You are an attending physician in a busy emergency department. A 7-year-old boy is brought into the resuscitation room by the triage nurse who is concerned about his appearance. The child is accompanied to hospital by his mother. You have been called in to the room to manage this child.

Your patient is a previously healthy child who weighs 25 kg. He has been brought in to hospital by ambulance, and appears quiet and motionless on the stretcher. You notice that the paramedics have applied cardiac monitors and oxygen by simple face mask. The patient has no IV access.
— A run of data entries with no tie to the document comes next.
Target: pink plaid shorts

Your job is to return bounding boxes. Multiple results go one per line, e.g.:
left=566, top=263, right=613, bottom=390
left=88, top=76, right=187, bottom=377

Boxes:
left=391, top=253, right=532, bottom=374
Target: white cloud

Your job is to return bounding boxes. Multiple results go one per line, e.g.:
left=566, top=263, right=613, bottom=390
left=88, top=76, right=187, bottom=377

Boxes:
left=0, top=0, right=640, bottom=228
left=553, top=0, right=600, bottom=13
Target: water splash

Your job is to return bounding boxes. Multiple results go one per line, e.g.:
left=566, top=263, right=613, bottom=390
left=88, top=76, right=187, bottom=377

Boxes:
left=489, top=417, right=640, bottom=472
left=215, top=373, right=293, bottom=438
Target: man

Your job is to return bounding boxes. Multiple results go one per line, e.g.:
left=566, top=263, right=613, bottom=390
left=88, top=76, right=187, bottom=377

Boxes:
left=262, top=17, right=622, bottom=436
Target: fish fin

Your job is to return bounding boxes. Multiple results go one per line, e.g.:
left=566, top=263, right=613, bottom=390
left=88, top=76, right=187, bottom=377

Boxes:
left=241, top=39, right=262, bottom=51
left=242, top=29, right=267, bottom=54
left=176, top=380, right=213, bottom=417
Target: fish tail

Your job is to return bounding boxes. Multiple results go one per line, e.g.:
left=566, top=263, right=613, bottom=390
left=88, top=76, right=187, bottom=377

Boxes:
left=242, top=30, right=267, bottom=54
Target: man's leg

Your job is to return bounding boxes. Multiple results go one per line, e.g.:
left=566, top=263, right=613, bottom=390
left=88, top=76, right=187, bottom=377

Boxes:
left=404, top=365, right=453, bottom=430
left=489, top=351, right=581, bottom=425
FACILITATOR/COORDINATOR'S BACKGROUND AND BRIEFING INFORMATION

A member of the simulation staff plays the role of the mother. He/she calls in the resident to help. He/she tells the resident the history as above, and expresses his/her concern about the patient's appearance. Additional background information is given when requested by learners.

PATIENT DATA BACKGROUND AND BASELINE STATE

History of Present Illness

The child has had a 1-day history of fever, decreased appetite, and a fluctuating level of consciousness. He has been dozing off to sleep today after being awake for only several minutes at a time. He has not had anything to eat in the past 2 days. He has urinated only once in the last 24 hours. There is no history of vomiting, diarrhea, or cough.

Past Medical History

He is a previously healthy child. He was born at term by spontaneous vaginal delivery with no complications. There is no history of any septic risk factors during pregnancy. There are no prior hospitalizations. The child has no known drug allergies. He is not taking any medications. Immunizations are up to date.

Social History

The patient is the only child to a 35-year-old mother who works as an accountant, and a 42-year-old father who is an investment banker. They live together at home and there are no financial strains on the family. The child attends grade school and is a high achiever. He has many friends, and competes in a soccer league 2 nights a week.

Review of Systems

  • CNS: no headache or stiff neck
  • Cardiovascular: no chest pain or palpitations
  • Pulmonary: no shortness of breath
  • Renal/hepatic: no jaundice, hematuria or dysuria
  • Heme: no bruising or rash

Physical Examination

On physical examination, the child looks unwell and mot tled. Weight is 25 kg. His temperature is 38.6°C, heart rate is 150 beats/min, respiratory rate is 40 breaths/min, blood pressure is 80/40 mm Hg and oxygen saturation is 86% in room air. He requires 10 L of oxygen to maintain his oxygen saturation above 95%. He is sleepy but will open his eyes occasionally and respond to commands. Heart sounds are normal, capillary refill is 3 seconds and femoral pulses are weak. His lungs are clear and there is no sign of respiratory distress. His abdomen is not tender and the liver is palpable 5 cm below the right costal margin. The remainder of the physical findings are normal.

REFERENCES

1. Cakir O, Gurkan F, Erasian Balci A, et al.: Purulent pericarditis in childhood: Ten years of experience. J Pediatr Surg 2002;37:1404–1408.
2. Roodpeyma S, Sadeghian N: Acute pericarditis in childhood: A 10 year experience. Pediatr Cardiol 2000;21:363–367.
3. Dupuis C, Gronnier P, Kachaner J, et al.: Bacterial pericarditis in infancy and childhood. Am J Cardiol 1994;74:807–809.